I am starting to think I will never receive my personalized, likely AI-generated horny Shrek Christmas ornaments I purchased from Wear and Decor. I had hoped the indecent and probably unauthorized Shrek ornament depicting the green ogre getting a blowjob would arrive before Christmas and, ideally, before I traveled home for the holidays. I doubt that’s going to happen. I think I’ve been rooked.
The ornament depicts Shrek, his eyes wide and a smile on his ogre lips, as a long haired Fiona descends upon his crotch. “Let’s get Shrekxy and save Santa the trip,” reads a caption above the scene on the online retailer Wear and Decor read. There was space at the bottom where I could personalize the ornament with the name of myself and a loved one, as if to indicate that I was Shrek and that Fiona was my wife.
When I showed it to my wife weeks ago, after we first put up our Christmas tree, she simply said “No.” “Don’t you think it’s funny?” I said.“You’re supposed to be shopping for a tree topper,” she said.
“It’s only $43.99 for two,” I said. “That’s a bargain.”She stared.
I had been shopping for a tree topper online when I stumbled into the strange world of AI generated pornographic custom ornaments starring popular cartoon characters listed on sites of dubious repute. I do not know what it says about my algorithms that attempting to find a nice, normal, and classy tree topper for Christmas led me to a horrifying world of horny—and seemingly AI generated— knock off novelty Christmas ornaments. I don’t want to reflect on that. I just want to show you what I’ve stumbled upon.
There is a whole underground world of erotic Christmas ornaments starring famous cartoon characters. Some of them are on Etsy, but most are dubious looking sites with names like Homacus and Pop Art. There are themes that repeat. Spanking. Butts. In flagrante delicto bedroom scenes. The promise that the purchaser can personalize these gifts with the name of their loved one and the logo of their favorite football team. I am sure the Baltimore Ravens love that you can buy an ornament depicting a nude Grinch gripping the ass of a female Grinch (notably not that of his canonical wife Martha May Whovier) emblazoned with their logo.

“My butt would be so lonely without you touching it all the time,” reads the inscription above Zootopia’s Nick Wilde with Judy Hopps bent over his knee. You can purchase this same scene with Belle and Beast, Rey and Ben from Star Wars, a pair of Grinches, or Jack Skellington and Sally from Nightmare Before Christmas. In another variant, a male cartoon character is bent over the ass of a presenting female. Shrek is nose deep in Fiona’s ass. “I adore and love every part of you—Especially your butt. Merry Grinchmas,” the caption reads.

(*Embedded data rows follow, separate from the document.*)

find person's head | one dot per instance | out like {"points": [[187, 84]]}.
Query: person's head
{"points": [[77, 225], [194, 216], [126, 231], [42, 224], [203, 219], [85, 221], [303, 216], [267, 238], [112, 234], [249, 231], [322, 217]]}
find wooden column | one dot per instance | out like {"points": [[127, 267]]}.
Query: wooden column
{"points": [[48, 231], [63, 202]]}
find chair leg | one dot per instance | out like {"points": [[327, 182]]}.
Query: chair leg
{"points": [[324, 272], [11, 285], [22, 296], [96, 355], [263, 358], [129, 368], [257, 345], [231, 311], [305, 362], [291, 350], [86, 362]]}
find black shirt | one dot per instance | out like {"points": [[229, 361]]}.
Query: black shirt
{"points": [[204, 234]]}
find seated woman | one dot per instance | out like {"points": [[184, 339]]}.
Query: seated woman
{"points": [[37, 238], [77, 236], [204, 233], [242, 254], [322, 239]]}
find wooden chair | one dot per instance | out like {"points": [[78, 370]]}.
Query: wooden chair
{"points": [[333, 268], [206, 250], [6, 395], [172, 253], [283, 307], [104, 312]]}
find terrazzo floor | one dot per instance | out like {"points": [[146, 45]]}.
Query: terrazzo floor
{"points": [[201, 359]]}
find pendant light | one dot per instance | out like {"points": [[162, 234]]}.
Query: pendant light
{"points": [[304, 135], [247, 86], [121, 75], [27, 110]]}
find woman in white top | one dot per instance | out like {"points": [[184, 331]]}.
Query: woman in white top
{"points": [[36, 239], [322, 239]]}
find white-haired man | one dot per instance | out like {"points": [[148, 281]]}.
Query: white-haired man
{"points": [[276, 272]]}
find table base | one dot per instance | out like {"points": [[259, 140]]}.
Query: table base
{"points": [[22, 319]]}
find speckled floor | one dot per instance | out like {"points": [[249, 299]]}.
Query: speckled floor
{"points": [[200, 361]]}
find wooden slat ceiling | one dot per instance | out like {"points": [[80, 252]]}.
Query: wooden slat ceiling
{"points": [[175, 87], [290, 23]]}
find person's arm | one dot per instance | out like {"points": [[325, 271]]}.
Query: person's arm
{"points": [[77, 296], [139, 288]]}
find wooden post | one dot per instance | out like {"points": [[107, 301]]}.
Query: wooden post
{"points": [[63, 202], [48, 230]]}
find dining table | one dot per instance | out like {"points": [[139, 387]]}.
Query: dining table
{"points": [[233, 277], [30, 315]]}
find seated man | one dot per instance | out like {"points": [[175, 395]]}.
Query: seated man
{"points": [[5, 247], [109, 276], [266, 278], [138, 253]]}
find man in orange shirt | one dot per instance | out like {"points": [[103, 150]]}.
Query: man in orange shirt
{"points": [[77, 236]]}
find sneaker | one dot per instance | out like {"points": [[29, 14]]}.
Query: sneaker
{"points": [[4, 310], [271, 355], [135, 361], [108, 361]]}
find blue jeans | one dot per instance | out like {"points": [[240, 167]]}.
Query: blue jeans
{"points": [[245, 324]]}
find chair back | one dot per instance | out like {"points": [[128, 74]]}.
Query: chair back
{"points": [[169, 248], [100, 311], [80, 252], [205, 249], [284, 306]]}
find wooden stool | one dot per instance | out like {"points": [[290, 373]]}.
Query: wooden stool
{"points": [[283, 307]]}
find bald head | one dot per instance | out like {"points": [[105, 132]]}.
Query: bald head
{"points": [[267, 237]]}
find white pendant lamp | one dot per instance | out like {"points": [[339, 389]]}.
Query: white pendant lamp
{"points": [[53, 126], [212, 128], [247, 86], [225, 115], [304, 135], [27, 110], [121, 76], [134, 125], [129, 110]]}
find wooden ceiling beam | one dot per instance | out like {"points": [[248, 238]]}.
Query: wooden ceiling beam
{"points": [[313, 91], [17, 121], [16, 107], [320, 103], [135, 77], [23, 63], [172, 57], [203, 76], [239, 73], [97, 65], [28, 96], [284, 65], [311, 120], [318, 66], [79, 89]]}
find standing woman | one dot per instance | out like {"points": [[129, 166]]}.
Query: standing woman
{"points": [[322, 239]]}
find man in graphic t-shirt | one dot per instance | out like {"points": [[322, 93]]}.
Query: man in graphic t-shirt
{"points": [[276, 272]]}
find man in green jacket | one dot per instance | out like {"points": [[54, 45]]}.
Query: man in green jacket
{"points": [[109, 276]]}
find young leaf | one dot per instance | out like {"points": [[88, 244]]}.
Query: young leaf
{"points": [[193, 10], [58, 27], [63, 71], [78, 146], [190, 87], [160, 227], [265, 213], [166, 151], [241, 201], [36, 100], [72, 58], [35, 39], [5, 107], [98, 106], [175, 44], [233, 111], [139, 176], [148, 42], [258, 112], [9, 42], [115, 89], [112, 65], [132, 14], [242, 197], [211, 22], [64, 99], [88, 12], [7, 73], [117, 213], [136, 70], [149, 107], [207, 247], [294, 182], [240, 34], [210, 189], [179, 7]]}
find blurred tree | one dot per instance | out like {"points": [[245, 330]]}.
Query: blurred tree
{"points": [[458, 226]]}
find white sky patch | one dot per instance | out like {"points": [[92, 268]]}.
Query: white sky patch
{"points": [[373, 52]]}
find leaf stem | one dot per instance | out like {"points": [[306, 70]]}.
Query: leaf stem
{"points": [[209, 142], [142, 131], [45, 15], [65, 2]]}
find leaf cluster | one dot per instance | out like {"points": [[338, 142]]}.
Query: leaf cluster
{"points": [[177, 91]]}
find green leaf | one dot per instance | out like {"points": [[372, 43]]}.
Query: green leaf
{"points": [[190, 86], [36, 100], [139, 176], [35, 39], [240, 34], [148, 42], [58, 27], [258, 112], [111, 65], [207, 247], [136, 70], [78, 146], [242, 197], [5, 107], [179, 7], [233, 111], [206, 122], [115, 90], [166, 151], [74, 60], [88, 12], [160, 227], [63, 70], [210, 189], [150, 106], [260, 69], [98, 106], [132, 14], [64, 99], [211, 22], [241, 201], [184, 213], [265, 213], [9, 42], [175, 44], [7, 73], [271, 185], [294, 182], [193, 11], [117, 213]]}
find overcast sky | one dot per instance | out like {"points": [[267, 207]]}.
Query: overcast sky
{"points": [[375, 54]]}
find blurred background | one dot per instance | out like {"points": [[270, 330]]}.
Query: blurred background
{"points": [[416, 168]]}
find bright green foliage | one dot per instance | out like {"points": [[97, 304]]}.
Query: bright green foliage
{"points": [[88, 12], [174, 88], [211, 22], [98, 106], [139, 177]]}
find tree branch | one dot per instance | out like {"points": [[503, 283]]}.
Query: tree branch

The ornaments rarely carry the name of the actual characters they’re depicting. They are “Funny Fairytale Ornament” and “Funny Green Monsters” and “Personalized Funny Lion Couple Christmas Ornament, Custom Name Animal Lovers Decoration, Cute Romantic Holiday Gift.” These titles feel like hold overs from the prompt that was, I assumed, used in an AI image generator to create the ornaments. There are other signs.
Some of the Shrek ornaments refer to the green ogre as Grinches. Shrek often looks correct but Fiona is sometimes Yassified, her ogre features smoothed and made more feminine. In an ornament with Belle draped over Beast’s leg, the smiling prince has seven fingers on his left hand. The lighting in the “photos” of the objects is never quite right.

Time Magazine declared the “Architects of AI” as its Person of the Year in 2025 and there is something about flipping through these listings for cheap and horny ornaments that feels like living in the future. This is the world the architects have built, one where some anonymous person out there in the online ether can quickly generate a lewd cartoon drawing of something from your childhood in an attempt to swindle you for a few bucks while you’re shopping for a Christmas tree topper.
I clicked “purchase” on the $40 Shrek blowjob ornament on November 28. The money was deducted from my account but I have not received confirmation of shipping.